As with all things, balance is important. You could spend a lot of time and effort to overcome a once a year or so issue. But if a test is failing often enough to gain the reputation of flaky, it’s worth asking: is there something I could do to improve this?


  1. Ok, this is actually a lie. I never heard this at places that eschewed testing entirely. Which—fair enough—I guess one way to never have failing tests is to never test anything. But that’s a whole separate blog post. ↩︎

  2. In fact, it’s a form of alarm fatigue ↩︎

  3. But if you’re curious, wikipedia has some details. ↩︎

  4. I’m such a fan of mocking, I even wrote dittodb, a whole framework for mocking database interactions. ↩︎

  5. And not even this alone is actually sufficient — you also need to be careful that the randomness here is constrained.
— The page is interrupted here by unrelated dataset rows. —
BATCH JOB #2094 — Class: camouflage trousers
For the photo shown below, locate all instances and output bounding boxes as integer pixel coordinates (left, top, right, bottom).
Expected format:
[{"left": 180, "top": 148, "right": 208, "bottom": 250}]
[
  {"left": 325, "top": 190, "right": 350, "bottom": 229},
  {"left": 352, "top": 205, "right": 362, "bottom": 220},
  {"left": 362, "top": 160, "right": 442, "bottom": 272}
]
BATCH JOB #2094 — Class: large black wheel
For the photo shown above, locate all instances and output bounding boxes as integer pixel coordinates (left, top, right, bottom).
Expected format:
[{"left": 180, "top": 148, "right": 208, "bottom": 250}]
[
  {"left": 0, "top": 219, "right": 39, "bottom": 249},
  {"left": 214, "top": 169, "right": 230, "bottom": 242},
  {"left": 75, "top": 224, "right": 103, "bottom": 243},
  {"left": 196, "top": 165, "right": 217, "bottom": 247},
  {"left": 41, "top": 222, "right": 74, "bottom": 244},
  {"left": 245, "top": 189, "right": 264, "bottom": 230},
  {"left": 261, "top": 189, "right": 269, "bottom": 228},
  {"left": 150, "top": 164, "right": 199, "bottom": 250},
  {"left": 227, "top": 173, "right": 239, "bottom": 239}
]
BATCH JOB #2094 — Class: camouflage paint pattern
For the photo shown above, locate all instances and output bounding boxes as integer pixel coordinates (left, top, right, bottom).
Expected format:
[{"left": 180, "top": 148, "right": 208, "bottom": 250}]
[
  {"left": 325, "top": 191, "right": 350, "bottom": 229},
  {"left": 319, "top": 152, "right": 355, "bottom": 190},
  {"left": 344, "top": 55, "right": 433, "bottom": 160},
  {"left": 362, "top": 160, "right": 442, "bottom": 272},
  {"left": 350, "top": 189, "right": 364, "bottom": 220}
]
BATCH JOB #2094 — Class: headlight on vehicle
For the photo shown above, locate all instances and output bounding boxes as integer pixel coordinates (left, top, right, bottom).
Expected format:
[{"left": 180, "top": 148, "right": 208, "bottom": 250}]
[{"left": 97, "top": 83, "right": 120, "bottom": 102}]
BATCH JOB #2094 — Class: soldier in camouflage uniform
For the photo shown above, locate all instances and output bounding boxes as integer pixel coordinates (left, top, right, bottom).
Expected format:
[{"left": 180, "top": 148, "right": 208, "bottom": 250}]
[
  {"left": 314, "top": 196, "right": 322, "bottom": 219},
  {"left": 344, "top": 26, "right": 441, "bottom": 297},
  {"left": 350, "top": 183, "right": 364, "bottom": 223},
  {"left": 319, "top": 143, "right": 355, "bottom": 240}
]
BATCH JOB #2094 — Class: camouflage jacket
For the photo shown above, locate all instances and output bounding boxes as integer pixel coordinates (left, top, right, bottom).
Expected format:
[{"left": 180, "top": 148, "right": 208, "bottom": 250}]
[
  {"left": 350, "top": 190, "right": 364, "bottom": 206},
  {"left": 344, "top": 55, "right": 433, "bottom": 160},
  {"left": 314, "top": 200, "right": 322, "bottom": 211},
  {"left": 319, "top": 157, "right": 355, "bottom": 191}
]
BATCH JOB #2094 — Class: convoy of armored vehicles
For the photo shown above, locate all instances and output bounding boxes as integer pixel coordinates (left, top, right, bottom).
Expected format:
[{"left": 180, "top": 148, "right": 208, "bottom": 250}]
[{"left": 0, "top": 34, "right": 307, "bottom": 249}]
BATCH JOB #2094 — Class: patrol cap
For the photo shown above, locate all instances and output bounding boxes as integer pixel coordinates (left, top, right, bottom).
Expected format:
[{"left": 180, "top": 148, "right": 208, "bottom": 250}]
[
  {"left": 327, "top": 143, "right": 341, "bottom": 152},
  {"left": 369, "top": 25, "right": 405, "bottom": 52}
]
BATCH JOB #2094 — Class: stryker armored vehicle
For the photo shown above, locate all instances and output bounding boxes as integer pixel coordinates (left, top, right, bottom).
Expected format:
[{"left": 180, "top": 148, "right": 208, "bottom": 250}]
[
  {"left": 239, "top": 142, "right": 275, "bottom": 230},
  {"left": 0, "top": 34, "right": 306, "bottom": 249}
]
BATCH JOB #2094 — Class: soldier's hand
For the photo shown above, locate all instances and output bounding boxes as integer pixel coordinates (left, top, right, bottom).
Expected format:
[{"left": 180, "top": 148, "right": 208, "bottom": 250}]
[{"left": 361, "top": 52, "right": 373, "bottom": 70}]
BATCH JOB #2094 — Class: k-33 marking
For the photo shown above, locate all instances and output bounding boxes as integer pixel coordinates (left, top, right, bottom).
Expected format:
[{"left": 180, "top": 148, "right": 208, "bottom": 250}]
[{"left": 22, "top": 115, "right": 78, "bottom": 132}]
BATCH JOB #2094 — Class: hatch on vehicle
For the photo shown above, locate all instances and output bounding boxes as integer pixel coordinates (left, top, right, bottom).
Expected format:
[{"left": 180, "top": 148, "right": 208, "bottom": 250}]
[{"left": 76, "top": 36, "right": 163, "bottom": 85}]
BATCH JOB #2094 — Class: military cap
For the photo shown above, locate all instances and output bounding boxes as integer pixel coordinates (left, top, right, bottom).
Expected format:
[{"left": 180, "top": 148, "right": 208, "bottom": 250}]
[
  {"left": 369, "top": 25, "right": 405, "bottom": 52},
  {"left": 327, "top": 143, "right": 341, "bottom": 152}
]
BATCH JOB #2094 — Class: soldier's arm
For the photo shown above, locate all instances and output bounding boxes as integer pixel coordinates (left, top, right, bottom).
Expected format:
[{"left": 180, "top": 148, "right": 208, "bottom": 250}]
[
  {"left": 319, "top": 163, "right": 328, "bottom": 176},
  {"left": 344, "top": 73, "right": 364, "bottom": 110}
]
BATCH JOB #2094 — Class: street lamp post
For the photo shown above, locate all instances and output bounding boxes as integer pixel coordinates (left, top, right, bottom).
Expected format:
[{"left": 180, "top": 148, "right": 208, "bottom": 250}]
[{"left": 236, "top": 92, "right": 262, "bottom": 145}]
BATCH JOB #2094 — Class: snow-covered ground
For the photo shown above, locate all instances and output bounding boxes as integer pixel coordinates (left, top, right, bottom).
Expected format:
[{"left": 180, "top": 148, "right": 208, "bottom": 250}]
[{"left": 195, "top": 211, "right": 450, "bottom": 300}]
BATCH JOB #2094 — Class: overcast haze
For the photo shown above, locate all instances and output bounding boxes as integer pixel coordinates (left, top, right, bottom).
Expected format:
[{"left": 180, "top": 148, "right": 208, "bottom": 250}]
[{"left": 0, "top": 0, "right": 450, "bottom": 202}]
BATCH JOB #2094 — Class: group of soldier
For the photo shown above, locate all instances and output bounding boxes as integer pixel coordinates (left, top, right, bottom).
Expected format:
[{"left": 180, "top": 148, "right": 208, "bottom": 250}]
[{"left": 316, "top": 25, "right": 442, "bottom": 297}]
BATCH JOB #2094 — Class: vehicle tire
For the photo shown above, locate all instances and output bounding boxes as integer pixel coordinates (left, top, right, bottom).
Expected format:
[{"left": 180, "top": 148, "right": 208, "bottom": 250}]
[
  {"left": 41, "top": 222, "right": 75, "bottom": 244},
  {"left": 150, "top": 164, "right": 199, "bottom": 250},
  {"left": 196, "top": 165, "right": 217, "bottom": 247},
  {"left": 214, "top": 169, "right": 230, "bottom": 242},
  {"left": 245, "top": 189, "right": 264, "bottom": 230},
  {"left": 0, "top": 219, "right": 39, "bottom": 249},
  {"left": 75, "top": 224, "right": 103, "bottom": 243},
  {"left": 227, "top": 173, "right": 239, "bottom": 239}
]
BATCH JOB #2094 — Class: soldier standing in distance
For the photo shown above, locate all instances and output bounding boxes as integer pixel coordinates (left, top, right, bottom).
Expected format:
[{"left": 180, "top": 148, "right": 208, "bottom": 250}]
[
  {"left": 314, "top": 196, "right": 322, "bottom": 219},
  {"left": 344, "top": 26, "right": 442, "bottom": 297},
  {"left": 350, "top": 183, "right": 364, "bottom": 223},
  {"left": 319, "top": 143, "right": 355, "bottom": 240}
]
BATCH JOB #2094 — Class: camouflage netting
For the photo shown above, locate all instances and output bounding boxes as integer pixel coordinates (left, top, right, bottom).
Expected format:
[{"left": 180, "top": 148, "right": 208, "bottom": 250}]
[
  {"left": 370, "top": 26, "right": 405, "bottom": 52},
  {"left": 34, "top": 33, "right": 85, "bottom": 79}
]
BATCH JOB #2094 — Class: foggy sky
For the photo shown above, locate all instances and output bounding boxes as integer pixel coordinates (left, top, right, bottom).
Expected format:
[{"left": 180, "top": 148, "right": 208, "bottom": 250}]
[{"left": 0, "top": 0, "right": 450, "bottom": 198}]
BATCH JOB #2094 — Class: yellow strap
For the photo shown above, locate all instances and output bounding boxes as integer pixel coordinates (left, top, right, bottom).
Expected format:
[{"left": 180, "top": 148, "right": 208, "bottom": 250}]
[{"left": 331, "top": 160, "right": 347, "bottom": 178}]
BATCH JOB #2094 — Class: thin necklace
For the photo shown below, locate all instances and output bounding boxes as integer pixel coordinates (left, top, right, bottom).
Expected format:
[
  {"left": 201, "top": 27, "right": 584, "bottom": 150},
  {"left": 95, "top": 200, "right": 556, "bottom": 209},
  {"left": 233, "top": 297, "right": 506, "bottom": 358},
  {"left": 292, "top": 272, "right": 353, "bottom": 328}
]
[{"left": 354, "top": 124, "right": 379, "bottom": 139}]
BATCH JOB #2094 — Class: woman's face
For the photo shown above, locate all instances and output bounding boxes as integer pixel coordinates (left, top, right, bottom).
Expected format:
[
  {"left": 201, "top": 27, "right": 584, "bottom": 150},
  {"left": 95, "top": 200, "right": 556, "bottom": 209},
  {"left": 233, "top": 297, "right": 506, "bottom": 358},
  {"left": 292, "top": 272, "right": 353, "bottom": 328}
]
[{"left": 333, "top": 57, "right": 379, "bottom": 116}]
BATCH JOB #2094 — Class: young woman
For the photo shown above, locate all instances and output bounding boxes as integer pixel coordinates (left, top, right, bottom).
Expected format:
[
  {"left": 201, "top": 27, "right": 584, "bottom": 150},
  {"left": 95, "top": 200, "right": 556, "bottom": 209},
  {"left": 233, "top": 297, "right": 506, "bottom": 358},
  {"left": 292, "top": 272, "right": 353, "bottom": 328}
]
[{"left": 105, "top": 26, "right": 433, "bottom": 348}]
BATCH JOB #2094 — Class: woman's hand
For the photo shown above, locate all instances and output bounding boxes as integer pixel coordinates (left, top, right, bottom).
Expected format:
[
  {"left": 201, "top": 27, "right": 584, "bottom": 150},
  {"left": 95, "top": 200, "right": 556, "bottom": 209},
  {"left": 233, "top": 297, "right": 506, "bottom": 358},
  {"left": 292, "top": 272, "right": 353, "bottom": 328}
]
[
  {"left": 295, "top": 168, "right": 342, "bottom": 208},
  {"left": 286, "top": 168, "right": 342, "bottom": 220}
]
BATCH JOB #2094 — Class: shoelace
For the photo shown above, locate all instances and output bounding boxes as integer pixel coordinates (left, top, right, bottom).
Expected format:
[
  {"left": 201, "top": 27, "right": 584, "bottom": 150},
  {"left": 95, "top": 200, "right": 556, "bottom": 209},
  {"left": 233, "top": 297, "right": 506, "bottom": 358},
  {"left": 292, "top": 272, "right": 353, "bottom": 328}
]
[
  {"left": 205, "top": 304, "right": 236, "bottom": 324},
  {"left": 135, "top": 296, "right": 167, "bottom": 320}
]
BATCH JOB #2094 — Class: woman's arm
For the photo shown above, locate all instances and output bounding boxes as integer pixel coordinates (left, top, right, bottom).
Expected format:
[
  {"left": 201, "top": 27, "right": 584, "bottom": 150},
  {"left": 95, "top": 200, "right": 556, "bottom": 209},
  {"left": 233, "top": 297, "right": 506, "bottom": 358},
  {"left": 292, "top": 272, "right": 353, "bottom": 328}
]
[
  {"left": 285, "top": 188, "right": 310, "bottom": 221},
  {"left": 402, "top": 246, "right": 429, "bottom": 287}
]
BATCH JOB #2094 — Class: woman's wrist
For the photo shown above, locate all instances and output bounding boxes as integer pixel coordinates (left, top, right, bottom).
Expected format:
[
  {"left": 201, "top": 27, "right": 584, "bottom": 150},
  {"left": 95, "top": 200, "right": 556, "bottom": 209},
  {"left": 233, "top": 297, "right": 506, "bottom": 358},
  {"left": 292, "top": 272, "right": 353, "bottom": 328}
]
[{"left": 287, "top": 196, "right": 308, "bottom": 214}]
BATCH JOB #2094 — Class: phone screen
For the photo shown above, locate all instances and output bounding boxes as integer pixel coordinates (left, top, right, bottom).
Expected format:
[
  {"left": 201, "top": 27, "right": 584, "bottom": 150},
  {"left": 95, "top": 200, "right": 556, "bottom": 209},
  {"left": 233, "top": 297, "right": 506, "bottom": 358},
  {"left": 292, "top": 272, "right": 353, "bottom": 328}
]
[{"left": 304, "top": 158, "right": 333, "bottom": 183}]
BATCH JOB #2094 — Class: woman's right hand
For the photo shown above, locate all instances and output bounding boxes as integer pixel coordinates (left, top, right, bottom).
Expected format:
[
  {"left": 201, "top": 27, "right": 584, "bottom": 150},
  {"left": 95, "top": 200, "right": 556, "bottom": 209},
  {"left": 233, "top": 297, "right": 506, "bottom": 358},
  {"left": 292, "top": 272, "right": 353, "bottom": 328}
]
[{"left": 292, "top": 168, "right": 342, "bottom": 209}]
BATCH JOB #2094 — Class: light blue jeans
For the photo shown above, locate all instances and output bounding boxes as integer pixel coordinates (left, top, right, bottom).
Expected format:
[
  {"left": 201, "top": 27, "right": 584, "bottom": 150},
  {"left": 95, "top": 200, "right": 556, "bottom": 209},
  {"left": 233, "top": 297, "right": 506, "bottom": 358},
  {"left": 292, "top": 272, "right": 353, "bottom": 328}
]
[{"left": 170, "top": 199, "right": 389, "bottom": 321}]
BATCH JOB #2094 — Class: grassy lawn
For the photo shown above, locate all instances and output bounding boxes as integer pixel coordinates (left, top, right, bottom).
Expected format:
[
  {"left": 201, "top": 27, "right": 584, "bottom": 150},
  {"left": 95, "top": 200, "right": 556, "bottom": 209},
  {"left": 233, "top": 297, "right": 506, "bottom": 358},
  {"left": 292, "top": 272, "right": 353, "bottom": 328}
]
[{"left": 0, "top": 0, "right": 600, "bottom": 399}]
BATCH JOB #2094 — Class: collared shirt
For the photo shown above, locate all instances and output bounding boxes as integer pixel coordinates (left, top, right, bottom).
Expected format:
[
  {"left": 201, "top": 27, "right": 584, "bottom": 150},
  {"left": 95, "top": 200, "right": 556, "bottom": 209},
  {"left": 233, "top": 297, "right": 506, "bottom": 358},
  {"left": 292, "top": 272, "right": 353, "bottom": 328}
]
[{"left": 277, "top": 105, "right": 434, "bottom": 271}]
For example, in our metadata compression test in Apache Arrow we construct random strings and then repeat them since compression is less effective on data that has more randomness. In this test, we construct a list of two long random strings as opposed to lists of 100 smaller strings to trigger a condition where compression+serialization isn’t as efficient as serialization alone. ↩︎

  6. And if it’s not — that is something you should absolutely change or reconsider your design! ↩︎

  7. GitHub issue, pull request ↩︎

  8. We do want and need to test against bleeding edge images, but those are separate tests that targets that more specifically. Those tests also use dependency resolution methods that are more amenable to changes like this. ↩︎